Last week was a crucial week in the area of homeowner’s property claims and the ever changing laws in this area.
There were two decisions and a key Bill which passed the Florida legislature that you should be aware of when dealing with a homeowner’s insurance company for a loss suffered at your property.
The Third District Court of Appeals released the two opinions:
- Alvarez v. State Farm Florida Insurance Company 3D17-2261 states that if a Homeowner is found to have intentionally misrepresented to their insurance company the amount or type of damage pursuant to a covered loss, coverage for the loss could be void. In this case, the Homeowner experienced kitchen drain problems which were repaired. The water continued to backup and not drain properly. However, the Homeowner reported that there was no actual water damage to the Property. Subsequently, the Homeowner sued the insurance company for water damage. It was found by a jury that the Homeowner intentionally misrepresented that there was water damage, and thus, coverage was voided for the loss and the Homeowner could not recover for the damage.

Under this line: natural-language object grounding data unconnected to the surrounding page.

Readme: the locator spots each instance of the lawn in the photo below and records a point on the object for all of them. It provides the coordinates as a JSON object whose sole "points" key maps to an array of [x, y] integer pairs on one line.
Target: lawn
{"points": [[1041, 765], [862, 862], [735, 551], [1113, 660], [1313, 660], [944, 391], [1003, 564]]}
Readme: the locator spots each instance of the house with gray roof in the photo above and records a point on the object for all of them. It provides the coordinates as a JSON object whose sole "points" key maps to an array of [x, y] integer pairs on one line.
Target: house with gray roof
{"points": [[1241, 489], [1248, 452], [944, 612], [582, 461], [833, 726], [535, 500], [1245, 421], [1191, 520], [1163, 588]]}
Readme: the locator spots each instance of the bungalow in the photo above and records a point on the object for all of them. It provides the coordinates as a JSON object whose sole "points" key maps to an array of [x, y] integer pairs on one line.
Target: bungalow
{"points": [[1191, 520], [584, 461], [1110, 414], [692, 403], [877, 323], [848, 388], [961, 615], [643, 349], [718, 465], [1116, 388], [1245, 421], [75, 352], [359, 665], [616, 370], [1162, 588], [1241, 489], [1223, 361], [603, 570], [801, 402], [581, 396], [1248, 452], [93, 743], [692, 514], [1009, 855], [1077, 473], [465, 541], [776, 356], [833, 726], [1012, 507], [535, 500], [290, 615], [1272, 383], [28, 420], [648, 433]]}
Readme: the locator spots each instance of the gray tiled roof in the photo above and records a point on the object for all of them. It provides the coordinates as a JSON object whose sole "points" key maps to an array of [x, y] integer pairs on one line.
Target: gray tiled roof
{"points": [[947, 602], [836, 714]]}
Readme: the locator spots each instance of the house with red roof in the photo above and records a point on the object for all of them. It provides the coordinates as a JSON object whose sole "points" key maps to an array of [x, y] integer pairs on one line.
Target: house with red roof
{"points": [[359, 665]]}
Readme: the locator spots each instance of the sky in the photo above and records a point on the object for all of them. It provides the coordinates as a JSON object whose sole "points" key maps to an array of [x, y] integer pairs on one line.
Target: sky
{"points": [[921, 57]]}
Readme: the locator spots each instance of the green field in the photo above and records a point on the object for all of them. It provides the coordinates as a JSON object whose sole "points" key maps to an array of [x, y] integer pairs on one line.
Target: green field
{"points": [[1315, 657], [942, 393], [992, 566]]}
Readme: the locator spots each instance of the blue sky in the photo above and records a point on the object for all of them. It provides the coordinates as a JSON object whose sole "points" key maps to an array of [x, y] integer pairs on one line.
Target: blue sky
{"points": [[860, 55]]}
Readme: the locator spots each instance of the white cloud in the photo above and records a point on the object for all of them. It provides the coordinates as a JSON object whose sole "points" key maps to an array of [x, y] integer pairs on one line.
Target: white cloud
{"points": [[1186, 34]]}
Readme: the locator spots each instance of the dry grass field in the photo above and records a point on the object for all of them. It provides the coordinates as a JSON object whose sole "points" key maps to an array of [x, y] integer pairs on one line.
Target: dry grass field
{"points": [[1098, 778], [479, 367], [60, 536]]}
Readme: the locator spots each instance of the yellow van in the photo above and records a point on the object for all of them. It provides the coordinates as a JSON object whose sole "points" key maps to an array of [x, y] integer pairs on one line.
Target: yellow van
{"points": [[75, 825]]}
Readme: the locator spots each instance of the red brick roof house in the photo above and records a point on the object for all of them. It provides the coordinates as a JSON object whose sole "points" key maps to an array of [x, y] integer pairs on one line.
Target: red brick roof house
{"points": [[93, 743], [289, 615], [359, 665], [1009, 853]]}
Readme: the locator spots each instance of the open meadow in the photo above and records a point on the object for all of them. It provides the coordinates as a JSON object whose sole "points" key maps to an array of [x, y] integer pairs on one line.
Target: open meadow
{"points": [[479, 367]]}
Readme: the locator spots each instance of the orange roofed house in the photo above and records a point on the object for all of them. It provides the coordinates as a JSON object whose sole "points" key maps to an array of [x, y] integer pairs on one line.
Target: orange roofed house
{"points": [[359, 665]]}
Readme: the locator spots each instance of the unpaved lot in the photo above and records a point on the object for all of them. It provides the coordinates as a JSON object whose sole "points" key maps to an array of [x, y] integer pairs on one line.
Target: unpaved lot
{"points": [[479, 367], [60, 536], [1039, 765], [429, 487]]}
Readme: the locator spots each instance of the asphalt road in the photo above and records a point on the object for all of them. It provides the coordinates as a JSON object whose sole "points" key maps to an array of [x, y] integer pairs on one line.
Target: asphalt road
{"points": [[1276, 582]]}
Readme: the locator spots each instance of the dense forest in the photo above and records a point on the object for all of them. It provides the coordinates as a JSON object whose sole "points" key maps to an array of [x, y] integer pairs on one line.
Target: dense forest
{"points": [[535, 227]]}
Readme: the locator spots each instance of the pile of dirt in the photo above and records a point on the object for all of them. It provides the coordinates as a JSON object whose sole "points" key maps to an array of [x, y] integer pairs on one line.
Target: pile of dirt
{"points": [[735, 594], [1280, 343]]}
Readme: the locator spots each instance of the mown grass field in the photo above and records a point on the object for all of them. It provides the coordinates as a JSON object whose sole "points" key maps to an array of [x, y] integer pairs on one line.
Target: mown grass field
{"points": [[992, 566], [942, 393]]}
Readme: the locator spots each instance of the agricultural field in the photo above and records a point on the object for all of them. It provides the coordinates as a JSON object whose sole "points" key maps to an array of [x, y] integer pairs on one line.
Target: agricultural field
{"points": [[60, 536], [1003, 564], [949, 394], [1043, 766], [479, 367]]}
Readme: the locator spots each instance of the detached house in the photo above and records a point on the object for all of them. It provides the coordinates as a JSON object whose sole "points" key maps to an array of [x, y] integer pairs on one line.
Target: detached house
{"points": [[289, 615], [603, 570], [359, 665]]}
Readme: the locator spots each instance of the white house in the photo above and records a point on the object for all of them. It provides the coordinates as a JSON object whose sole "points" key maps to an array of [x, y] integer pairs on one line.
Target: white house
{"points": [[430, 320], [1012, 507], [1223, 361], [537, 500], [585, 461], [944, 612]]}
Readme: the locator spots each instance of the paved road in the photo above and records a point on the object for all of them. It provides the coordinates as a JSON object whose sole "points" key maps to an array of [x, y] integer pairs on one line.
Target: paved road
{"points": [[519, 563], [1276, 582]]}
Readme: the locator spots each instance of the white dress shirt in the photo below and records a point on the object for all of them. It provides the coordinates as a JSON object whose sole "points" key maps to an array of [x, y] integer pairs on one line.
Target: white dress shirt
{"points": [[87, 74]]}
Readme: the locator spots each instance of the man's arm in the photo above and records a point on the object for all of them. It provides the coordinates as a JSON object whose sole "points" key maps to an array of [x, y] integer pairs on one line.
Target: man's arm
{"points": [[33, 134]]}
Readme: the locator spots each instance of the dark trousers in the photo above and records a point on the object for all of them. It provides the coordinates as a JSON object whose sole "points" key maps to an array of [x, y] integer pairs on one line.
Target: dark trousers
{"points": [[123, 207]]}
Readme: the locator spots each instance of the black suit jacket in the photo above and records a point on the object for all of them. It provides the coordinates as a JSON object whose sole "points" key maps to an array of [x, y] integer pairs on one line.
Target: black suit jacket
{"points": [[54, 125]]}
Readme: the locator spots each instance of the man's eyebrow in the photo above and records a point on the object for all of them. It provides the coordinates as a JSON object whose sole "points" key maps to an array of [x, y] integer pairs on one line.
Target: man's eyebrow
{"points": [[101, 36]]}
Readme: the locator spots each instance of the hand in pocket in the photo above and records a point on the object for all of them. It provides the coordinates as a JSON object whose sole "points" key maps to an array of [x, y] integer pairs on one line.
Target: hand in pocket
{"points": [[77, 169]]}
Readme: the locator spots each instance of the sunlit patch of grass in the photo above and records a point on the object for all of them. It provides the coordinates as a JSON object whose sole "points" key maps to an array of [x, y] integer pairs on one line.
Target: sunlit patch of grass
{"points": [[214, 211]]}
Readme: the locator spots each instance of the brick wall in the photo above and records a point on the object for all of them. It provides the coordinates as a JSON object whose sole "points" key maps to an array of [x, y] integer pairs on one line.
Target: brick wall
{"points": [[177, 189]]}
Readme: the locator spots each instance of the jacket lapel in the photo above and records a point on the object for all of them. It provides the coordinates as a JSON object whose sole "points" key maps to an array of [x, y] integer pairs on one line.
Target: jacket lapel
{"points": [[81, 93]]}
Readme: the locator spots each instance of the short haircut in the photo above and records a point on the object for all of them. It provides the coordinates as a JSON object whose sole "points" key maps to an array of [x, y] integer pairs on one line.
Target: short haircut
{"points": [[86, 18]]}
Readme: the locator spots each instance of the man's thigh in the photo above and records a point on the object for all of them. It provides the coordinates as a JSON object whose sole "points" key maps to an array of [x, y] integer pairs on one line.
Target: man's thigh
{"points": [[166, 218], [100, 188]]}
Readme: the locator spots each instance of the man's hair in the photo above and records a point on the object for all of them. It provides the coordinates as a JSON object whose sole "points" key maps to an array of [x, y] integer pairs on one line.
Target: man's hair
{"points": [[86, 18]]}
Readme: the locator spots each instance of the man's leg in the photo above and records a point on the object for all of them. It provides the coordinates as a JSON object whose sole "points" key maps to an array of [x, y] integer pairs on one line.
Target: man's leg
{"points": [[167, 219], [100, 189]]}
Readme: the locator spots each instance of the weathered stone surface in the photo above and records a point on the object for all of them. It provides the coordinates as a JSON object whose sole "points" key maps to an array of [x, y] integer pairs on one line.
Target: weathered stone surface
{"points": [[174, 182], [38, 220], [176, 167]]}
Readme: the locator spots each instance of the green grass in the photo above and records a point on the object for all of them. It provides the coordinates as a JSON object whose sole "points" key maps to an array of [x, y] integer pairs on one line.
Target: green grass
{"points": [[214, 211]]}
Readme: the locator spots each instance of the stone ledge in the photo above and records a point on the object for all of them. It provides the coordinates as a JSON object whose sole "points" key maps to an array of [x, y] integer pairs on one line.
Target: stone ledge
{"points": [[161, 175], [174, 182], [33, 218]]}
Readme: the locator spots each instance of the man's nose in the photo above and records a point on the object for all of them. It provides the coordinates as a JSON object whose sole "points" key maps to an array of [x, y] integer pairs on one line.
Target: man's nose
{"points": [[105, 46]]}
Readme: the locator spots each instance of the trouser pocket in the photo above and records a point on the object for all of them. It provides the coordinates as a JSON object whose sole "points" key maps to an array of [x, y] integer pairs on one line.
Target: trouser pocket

- Safepoint Insurance Company v. Daisy Sousa 3D18-1842 states that a failure to comply with post-loss conditions could waive your right to appraisal. In this case, the Homeowner failed to submit a sworn proof of loss within the required time frame. Upon filing suit, the Homeowner moved to compel appraisal. The trial court granted the Homeowner’s request, but the appellate court reversed that decision indicating that the Homeowner’s failure to submit a sworn proof of loss prior to her Examination Under Oath or prior to filing a lawsuit constituted a failure to comply with conditions precedent. Thus, appraisal and suit are both premature.
HB 7065 – the Insurance Assignment Agreements bill is effective July 1, 2019 and is perhaps one of the worst pieces of legislature as it relates to policy holders and their rights pursuant to homeowner’s insurance policies.
Most residential homeowner’s insurance policies require that homeowners mitigate their damages after a loss occurs to their home. In other words, they have to ensure that the damage to their home does not get worse. Common damages in Florida to homes are related to water damage. In effect, this means that when your home is damaged by water, you, the homeowner, have a responsibility to remove the water, dry the property as best as you can, and ensure the water doesn’t spread and cause mold growth.
Emergency water mitigation service companies (“EMS companies”) do just this. EMS companies respond immediately, they go to properties which are damaged by water with large industrial driers, water meters, and other equipment to ensure the property is dry.
As a service to homeowner’s who are in a tough financial spot and waiting on their homeowner’s insurance company to pay for the loss, EMS companies ask that homeowner’s sign an Assignment of Benefits (“AOB”) allowing the EMS company to bill the homeowner’s insurance company directly for the EMS services.
This new Bill is attempting to do away with this practice. It caps the EMS companies at an unreasonably low number to complete their services. It requires that AOBs jump through additional hoops to get paid by the insurance companies at all. And, it makes it near impossible for AOBs to hire an attorney to sue the insurance companies for non-payment, unless the AOB companies pay out of pocket, which would not be cost effective for the low capped pricing.
It will now become common that homeowners will have to pay out of pocket for mitigation services, prior to the insurance company even coming to evaluate the claim, let alone determine coverage. So the homeowner’s insurance that you pay for, as a requirement of holding a mortgage on your property, will cover less of the mitigation efforts you’re required to make and less of actual damages to your home.